Farin Urlaub: Punkrocker und Perfektionist
Der Blödsinn bleibt bei Farin Urlaubs neuer Tour auf der Strecke. In der Philipshalle zeigte er sich aber als ordentlicher Rocker.
Düsseldorf. Farin Urlaub steht vor dem Mikro, sein Racing Team sorgt mit Tanz und Trompete für Stimmung, die Fans springen und singen - nur einer fehlt in dieser trauten Atmosphäre zum Tourauftakt in der Philipshalle: Wo ist bloß der Blödsinn geblieben? Der 45-jährige Musiker scheint seinen Bühnen-Schatten lieber bei Bela und Rod gelassen zu haben - denn die jüngste Tour mit seiner Band Die Ärzte konnte man schon beinahe Comedy-Punk nennen.
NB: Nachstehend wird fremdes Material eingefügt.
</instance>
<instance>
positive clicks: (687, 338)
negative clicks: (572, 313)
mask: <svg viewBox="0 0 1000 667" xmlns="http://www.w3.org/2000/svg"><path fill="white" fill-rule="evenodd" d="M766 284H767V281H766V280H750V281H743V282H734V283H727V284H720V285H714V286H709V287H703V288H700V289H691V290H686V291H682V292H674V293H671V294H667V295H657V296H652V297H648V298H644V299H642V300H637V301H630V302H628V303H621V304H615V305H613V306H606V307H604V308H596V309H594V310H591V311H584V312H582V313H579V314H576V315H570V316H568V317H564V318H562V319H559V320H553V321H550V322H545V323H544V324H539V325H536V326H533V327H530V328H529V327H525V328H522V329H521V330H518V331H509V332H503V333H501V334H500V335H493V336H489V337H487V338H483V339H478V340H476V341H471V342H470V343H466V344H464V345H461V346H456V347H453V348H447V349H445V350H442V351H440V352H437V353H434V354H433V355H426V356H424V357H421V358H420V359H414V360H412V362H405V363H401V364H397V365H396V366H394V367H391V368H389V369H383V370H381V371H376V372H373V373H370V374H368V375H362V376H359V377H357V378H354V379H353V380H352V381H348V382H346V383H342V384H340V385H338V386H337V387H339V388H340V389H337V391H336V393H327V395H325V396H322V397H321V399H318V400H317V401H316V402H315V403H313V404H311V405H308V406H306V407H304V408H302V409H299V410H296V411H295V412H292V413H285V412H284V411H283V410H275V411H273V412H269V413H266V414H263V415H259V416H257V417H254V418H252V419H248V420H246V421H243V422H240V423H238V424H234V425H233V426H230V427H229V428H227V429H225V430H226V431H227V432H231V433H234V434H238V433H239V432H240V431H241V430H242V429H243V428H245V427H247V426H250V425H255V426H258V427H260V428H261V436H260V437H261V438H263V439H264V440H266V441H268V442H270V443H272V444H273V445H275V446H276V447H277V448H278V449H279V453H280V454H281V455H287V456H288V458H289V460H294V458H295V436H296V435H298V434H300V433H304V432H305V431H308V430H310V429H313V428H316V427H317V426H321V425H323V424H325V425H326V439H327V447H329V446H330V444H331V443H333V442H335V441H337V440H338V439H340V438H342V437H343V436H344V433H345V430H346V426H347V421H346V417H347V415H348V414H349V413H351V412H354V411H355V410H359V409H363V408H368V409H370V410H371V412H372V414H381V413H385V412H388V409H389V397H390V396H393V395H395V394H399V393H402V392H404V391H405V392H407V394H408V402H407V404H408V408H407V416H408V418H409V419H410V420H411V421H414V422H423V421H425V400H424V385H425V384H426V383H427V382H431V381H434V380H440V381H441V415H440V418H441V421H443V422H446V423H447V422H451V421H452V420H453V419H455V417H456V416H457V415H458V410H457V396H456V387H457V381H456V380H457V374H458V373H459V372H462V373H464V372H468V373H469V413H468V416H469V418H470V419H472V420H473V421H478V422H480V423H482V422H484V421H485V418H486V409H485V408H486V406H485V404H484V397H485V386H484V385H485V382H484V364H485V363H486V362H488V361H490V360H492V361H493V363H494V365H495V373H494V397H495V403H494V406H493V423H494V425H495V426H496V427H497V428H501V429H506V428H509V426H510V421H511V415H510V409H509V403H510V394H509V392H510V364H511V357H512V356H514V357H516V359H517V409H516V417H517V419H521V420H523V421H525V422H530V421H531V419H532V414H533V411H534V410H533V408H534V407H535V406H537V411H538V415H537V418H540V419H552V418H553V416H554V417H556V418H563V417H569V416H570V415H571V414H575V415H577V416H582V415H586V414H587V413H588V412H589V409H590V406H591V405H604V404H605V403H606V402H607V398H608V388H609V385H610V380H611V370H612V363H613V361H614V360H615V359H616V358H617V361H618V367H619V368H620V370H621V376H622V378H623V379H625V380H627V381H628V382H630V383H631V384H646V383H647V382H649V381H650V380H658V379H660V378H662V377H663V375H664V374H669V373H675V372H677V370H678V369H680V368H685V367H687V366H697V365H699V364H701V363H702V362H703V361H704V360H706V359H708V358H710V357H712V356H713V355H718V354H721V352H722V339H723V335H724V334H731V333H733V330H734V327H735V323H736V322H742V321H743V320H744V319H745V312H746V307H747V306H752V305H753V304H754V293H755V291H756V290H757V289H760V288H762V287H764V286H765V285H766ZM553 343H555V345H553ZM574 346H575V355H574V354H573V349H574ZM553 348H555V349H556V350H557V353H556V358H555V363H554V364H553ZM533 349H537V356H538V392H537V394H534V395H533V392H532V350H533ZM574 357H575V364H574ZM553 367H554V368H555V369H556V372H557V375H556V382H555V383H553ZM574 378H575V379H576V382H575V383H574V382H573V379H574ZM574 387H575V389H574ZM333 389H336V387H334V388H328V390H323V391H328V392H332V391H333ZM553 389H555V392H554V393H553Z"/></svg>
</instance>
Deshalb tauschten sich die Düsseldorfer Fans Donnerstag Nacht noch verwirrt im Online-Gästebuch von Farina Urlaub (FU) aus: "Fandet Ihr nicht, dass FU verhalten drauf war? Gar nicht laut, keine Sprüche..." Antwort: "Ja. Vom Singen her war das Konzert geil wie immer. Aber es fehlte da echt was ... heute war es komisch!"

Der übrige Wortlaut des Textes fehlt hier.